After leaving and waiting in his car, he noticed a car pulling into the driveway, he said. He followed, got out of his car and approached Mr Brooks’s wife Martha from “two or three feet away” from an open garage door and said “Mrs Brooks, I am serving you with legal paperwork. This is for your husband, Mr Brooks,” according to the affidavit.

She yelled that she wanted him to leave, he said. He replied “OK, I’m putting them on the floor right here” before dropping the papers in front of her, he said.

The video shared by Mr Brooks on Twitter shows a car pulling into the driveway and turning into a garage. Another car quickly pulls into the driveway, and a driver – carrying papers and a cellphone – steps out and jogs to the open garage door.

Roughly 14 seconds later, the driver backpedals from the driveway and back into the car, as Martha Brooks follows. She then quickly walks to the back of the car.

Once she steps away, the driver slowly reverses down the driveway.

Mr Brooks has said he filed a police report regarding the incident.

He said that Mr Swalwell’s “lying attorney falsely claimed that the process server never entered my house (aka trespassed).
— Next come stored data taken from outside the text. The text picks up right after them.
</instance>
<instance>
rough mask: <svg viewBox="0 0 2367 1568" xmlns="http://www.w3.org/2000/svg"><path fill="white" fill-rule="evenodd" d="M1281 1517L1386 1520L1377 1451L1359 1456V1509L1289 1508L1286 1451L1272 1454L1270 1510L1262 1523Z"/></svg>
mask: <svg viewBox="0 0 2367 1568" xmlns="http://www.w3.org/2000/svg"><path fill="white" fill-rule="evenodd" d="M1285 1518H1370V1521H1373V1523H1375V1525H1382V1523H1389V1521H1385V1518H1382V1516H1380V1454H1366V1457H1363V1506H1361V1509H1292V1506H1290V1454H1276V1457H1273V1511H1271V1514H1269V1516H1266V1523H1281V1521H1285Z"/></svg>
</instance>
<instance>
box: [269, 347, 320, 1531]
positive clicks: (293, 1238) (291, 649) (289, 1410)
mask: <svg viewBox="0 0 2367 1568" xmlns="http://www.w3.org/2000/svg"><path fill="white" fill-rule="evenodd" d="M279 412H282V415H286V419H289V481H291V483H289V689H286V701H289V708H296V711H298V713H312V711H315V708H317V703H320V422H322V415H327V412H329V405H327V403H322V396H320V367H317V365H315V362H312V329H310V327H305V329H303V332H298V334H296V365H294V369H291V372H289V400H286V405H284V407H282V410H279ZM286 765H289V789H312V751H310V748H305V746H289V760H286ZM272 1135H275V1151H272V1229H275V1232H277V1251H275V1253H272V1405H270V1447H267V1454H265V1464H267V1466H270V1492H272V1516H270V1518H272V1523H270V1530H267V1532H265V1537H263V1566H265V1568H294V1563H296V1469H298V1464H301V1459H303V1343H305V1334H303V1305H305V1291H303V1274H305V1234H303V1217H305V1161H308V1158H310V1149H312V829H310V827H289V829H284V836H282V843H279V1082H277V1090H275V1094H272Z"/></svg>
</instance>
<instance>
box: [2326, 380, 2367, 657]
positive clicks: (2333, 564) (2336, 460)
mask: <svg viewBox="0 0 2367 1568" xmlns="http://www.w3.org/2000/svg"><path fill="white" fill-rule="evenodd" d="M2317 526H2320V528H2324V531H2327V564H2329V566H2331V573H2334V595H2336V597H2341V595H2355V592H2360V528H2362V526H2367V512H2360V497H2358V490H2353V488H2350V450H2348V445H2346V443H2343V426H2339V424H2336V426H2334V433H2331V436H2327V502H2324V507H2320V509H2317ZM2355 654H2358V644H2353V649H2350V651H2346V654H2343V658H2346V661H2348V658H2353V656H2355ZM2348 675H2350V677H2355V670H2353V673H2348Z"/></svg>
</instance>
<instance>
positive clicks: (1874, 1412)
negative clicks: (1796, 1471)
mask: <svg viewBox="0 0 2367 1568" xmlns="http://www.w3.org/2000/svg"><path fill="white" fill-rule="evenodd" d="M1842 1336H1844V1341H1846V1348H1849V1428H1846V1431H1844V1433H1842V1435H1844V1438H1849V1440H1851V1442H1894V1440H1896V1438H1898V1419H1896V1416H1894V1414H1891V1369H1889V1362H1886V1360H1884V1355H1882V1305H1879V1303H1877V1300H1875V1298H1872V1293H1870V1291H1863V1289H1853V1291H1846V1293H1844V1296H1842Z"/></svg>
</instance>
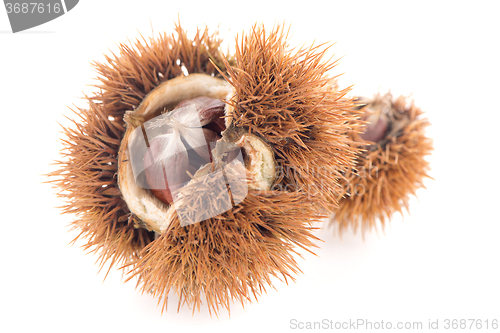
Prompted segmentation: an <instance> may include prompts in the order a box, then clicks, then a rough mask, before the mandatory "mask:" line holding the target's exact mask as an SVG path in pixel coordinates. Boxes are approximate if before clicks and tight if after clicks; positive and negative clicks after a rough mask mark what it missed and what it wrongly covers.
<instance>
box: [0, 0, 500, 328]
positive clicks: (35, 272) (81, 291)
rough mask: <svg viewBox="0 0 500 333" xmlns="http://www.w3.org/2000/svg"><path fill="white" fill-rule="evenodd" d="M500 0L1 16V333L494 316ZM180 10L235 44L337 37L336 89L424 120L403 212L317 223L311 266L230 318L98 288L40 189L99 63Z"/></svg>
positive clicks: (138, 2) (155, 27)
mask: <svg viewBox="0 0 500 333" xmlns="http://www.w3.org/2000/svg"><path fill="white" fill-rule="evenodd" d="M497 4H498V3H497V2H495V1H491V2H480V1H478V2H458V1H457V2H451V1H449V2H422V1H416V2H376V3H375V2H352V1H342V2H335V1H328V2H324V3H321V2H315V1H304V2H292V1H288V2H282V3H280V4H275V3H274V2H273V3H272V2H271V1H269V0H268V1H249V2H246V3H245V4H244V5H241V4H240V2H225V3H220V2H216V1H203V2H193V1H176V2H172V1H152V0H149V1H134V2H132V1H97V0H88V1H80V3H79V4H78V5H77V6H76V7H75V8H74V9H73V10H72V11H70V12H68V14H66V15H64V16H62V17H60V18H58V19H56V20H54V21H52V22H49V23H46V24H44V25H42V26H39V27H35V28H33V29H30V30H28V31H26V32H22V33H18V34H12V33H11V32H10V26H9V23H8V19H7V14H6V12H5V10H4V9H3V7H0V32H1V33H0V50H1V53H0V54H1V55H0V57H1V61H0V101H1V118H0V120H1V123H2V130H1V131H0V136H1V137H0V139H1V141H0V142H1V152H2V157H1V164H0V165H1V171H2V181H1V188H2V194H1V196H2V198H1V201H0V202H1V212H2V214H1V220H2V230H1V240H0V247H1V255H2V258H1V271H0V282H1V283H0V292H1V296H0V304H1V311H0V331H2V332H151V331H154V332H195V331H196V332H286V331H289V330H291V331H298V330H297V329H296V330H293V329H292V327H291V325H290V322H291V320H293V319H295V320H297V321H300V322H308V321H309V322H310V321H321V320H323V319H328V320H333V321H334V322H336V321H349V320H356V319H366V320H370V321H372V322H380V321H381V320H384V321H385V322H387V321H392V322H394V323H396V322H398V321H422V322H423V323H424V327H427V323H428V320H429V319H432V320H436V319H439V323H440V327H441V328H442V327H443V326H442V325H443V324H444V322H443V321H444V320H445V319H469V318H474V319H482V320H486V319H488V320H490V322H491V320H492V319H495V318H496V319H499V320H500V300H499V298H500V286H499V283H500V268H499V265H500V260H499V254H500V241H499V235H500V218H499V214H498V205H499V198H500V196H499V194H498V188H499V187H500V183H499V181H498V158H497V156H498V143H497V142H498V139H499V136H498V127H499V125H498V124H499V120H500V117H499V111H500V106H499V105H500V103H499V92H500V84H499V78H500V65H499V61H500V51H499V32H500V23H499V19H498V13H499V8H498V6H497ZM177 15H179V16H180V19H181V23H182V25H183V26H184V27H185V28H186V29H188V30H189V31H191V32H192V31H194V29H195V27H196V26H203V25H204V24H207V25H208V26H209V27H210V28H213V29H215V28H216V27H217V26H218V25H219V24H220V31H221V35H222V36H224V37H225V39H226V42H227V43H228V44H231V43H232V42H233V40H234V37H235V35H236V34H237V33H239V32H241V31H244V30H245V31H248V30H249V29H250V27H251V26H252V24H254V23H255V22H264V23H265V24H266V25H267V26H268V27H269V28H270V27H272V25H273V24H274V23H275V22H280V21H285V22H286V23H290V24H291V32H292V33H293V36H292V40H291V44H292V45H293V46H299V45H301V44H303V43H306V44H307V43H311V42H313V41H316V42H318V43H322V42H326V41H335V42H337V43H336V44H335V45H334V46H333V48H332V51H333V52H334V53H335V57H337V58H340V57H342V59H341V60H340V63H339V65H338V66H337V67H336V69H335V70H334V74H337V73H345V74H344V75H343V76H342V77H341V81H340V83H341V86H342V87H346V86H349V85H351V84H355V86H354V87H353V94H364V95H367V96H371V95H372V94H373V93H375V92H377V91H379V90H381V91H383V92H384V91H386V90H388V89H392V92H393V93H394V94H396V95H398V94H405V95H409V94H413V95H412V96H413V98H414V99H415V101H416V104H417V105H418V106H420V107H421V108H422V109H424V110H425V111H426V112H427V116H428V117H429V118H430V121H431V122H432V126H431V128H430V129H429V132H428V133H429V136H431V137H432V138H433V139H434V144H435V152H434V155H433V156H432V157H431V158H430V161H431V163H432V172H431V175H432V177H433V178H434V179H435V180H433V181H432V180H428V181H426V186H427V189H426V190H420V191H418V193H417V194H418V199H416V198H414V199H412V201H411V208H410V212H411V215H409V214H405V215H404V218H403V217H401V216H396V217H395V218H394V219H393V221H392V222H391V223H390V224H389V226H388V227H386V229H385V231H379V232H378V233H377V232H372V233H370V234H367V235H366V236H365V239H364V240H363V238H362V236H361V235H360V234H352V233H349V232H348V233H346V234H345V235H344V236H343V237H342V238H340V237H339V236H338V235H336V234H335V233H334V231H333V230H332V229H327V230H321V231H318V232H317V236H319V237H320V238H322V239H323V241H324V242H322V243H319V244H318V245H319V246H320V249H318V250H317V251H316V253H317V256H313V255H310V254H305V255H304V259H303V260H299V264H300V267H301V269H302V271H303V274H301V275H299V276H297V279H296V282H295V283H290V284H289V285H288V286H287V285H285V284H284V283H280V282H277V283H276V285H275V287H276V290H273V289H272V288H271V289H269V290H268V293H267V294H266V295H263V296H262V297H260V299H259V301H258V302H257V303H252V304H247V305H246V306H245V308H244V309H243V308H242V307H241V305H239V304H234V305H233V307H232V311H231V315H230V316H228V314H227V313H226V312H221V313H220V314H219V317H218V318H217V317H212V318H211V317H210V316H209V314H208V311H207V309H206V308H203V309H202V310H201V312H200V313H195V314H194V315H192V313H191V310H190V309H189V308H187V307H183V308H181V310H180V311H179V312H177V311H176V309H177V304H176V303H177V296H176V295H171V298H170V303H169V305H170V308H169V311H168V312H167V313H164V314H163V315H161V311H160V308H159V307H157V306H156V300H155V299H153V298H152V297H151V296H149V295H147V294H145V295H141V294H140V293H139V292H138V291H137V290H135V284H134V283H133V282H129V283H126V284H123V283H122V277H121V274H120V273H119V272H117V271H115V270H112V271H111V272H110V274H109V276H108V277H107V279H106V280H105V281H104V282H103V279H104V275H105V274H104V273H103V272H100V273H98V267H97V265H95V264H94V261H95V260H96V258H97V257H96V256H94V255H92V254H84V252H83V251H82V250H81V249H80V248H79V246H80V245H82V243H81V242H80V243H77V244H76V245H75V246H72V247H71V246H69V245H68V243H69V242H70V241H71V240H72V239H73V238H74V237H76V235H77V232H76V231H69V228H68V225H69V223H70V221H71V220H72V217H71V216H61V214H60V210H59V209H57V208H55V207H56V206H60V205H61V204H62V203H61V202H60V201H59V200H58V199H57V198H56V197H55V195H54V193H55V191H54V190H53V189H52V188H51V187H50V186H49V185H47V184H43V182H44V181H45V180H46V178H45V177H44V176H43V174H45V173H47V172H49V171H51V170H53V168H54V167H53V166H51V165H50V163H51V161H53V160H55V159H57V158H58V157H59V155H58V150H59V149H60V147H61V146H60V144H59V143H58V142H57V139H58V138H59V137H60V136H61V134H60V133H59V129H60V127H59V125H58V124H57V122H59V123H62V124H67V123H68V122H67V121H66V120H65V118H64V116H65V115H66V116H70V117H71V116H72V114H71V111H70V110H69V109H68V106H71V105H72V104H76V105H82V103H83V102H82V101H81V100H80V99H79V98H80V97H82V96H83V94H84V93H85V92H87V93H88V92H90V91H92V89H93V88H92V87H91V86H90V85H91V84H94V83H96V81H94V77H95V72H94V71H93V70H92V68H91V66H90V64H89V63H90V62H91V61H92V60H103V55H102V54H103V53H107V54H109V53H110V52H109V50H116V45H117V44H118V43H127V38H130V39H131V40H133V39H135V38H137V37H138V36H139V32H140V33H141V34H142V35H144V36H145V37H150V36H151V35H152V34H157V33H159V32H162V31H164V30H166V31H169V32H171V31H172V29H173V25H174V21H175V20H177ZM152 30H153V31H154V32H153V33H152ZM332 54H333V53H332ZM358 331H362V330H358ZM378 331H381V330H378ZM394 331H396V330H394ZM462 331H466V330H462ZM481 331H486V330H485V329H484V328H483V330H481ZM490 331H491V330H490Z"/></svg>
If so, why do I have this video showing the man chasing my wife into my home?”

“The video shows that there never was any truth to Mo Brooks’ claim that the process server went into the Brooks’ house – as we have maintained all along,” Mr Swalwell’s attorney Philip Andonian told The Independent. 

“The video also shows that the papers were validly served and we have filed our affidavit of service to that effect,” he said. “If Mo Brooks wants to challenge service in court, he is free to do so, and we’ll look forward to getting his motion and taking it up with the judge.”

In a post on Twitter from an iPad directed at Mr Swalwell on Sunday, the GOP lawmaker claimed that “HORRIBLE Swalwell’s team committed a CRIME by unlawfully sneaking INTO MY HOUSE & accosting my wife” to serve him in the suit.

He attached a photo of a computer screen with Alabama’s criminal trespassing law, with a sticker below the screen that appears to include a PIN and Gmail password.

Attorneys for Mr Trump have sought to dismiss the case, arguing that he has “absolute immunity” from responsibility because he was president at the time of the assault.

The lawsuit filed by Mr Swalwell is one of two cases from Democratic lawmakers against Mr Trump and his allies for the attack.

A separate lawsuit from US Rep Bennie Thompson and 10 other House Democrats has accused Mr Trump, Mr Giuliani and members of the Proud Boys and far-right militia groups of a “concerted campaign to misinform their supporters and the public, encouraging and promoting intimidation and violence in furtherance of their common plan to promote” Mr Trump’s re-election, despite his definitive loss.

The defendants have asked a US District Court judge to dismiss that suit as well.